Tuesday, May 26, 2015

AFTER FOOD POISONING, SAT 23MAY2015


Loc: El Porto, 40th Street

Crew: Bri, Rick, Gary, Dave T.

Time: 0615-0745                  

Conditions: 2-3 FT, low tide, offshore, windswell

Board: Motorboat Too

     After being gone for a week, I had been looking forward to surfing again. Unfortunately, I got food poisoning my last day on duty. At first I thought it was a hangover, but when I started pissing out of my asshole into the second day, I realized it was a bit more serious than I had thought.

     On Friday night, after having a chance to recover since Tuesday, I get the text from Gary: “Where you surfing at, Duckbutter?” Initially I wanted to go to 26th Street to get my local card stamped, but since the Gare Bear actually reached out to me, I figured it would be nice to catch up with him and the other guys as well.

#

     I wake up at 0530, which is late. Late because I know the WHC is already in the water at this very moment. “We’re late,” I say to Bri, but I don’t push too hard. I take my time getting up, eat a snack, fill our water jugs, and then I start to nudge her out of bed.

     The surf looks small on the way to Porto. I can’t tell if it’s actually decent enough to surf, but it doesn’t matter because I had already made the commitment to paddle out.

     Pulling into the parking lot, I already see everyone’s cars lined up and abandoned. Yup, they’re definitely out there.

     There’s some patchy overcast in the sky. If anything, it’s definitely not sunny. As soon as we reach the sand, we see three black wetsuits in front of 40th Street, only two other guys are further north in front of the sandwich shack.

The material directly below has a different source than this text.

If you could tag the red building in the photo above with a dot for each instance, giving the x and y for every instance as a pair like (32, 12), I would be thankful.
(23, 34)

     One by one, Rick, Garr, and Dave each get waves, but the surf is a little lackluster. Consistent lines are rolling in on the low tide, but they just look too small to crank good carves on. It looked like more of a trimming and distance day than anything.

     With my new 4/3, I enter the water. It’s sealed water tight, save for the trickle that gets in through the backzip; I haven’t used one of these in a while.

     Gary spots us first. We wave. Pretty soon the five of us are holding down the spot.

     I can’t remember the last really good session that I’ve had. Even Churches a couple of weeks ago was a bit average on the stokometer, and I’m not expecting too much this morning. However, for what the small surf has to offer, these guys are attacking the waves indiscriminately, the same way they’d attack the surf on a rippable day. Rick goes backhand and throws out a bucket. As the morning goes on, despite a growing crowd, Gary finds himself in perfect position on two setwaves. On his pill, he just pumps down the line, making the sections, to set up for one finishing carve all the way on the inside, nearly halfway to the next tower north.

     I do all right. For a day like today, I get one backhand hack on a good open-face section. I put as much mustard as I can on it, letting out a week’s worth of pent up surf aggression and another four days of food poisoning on top of it.

     Paddling back to the lineup, I get thumbs up from the guys. One wave. Honorable mention. It’s a decent start to being back home.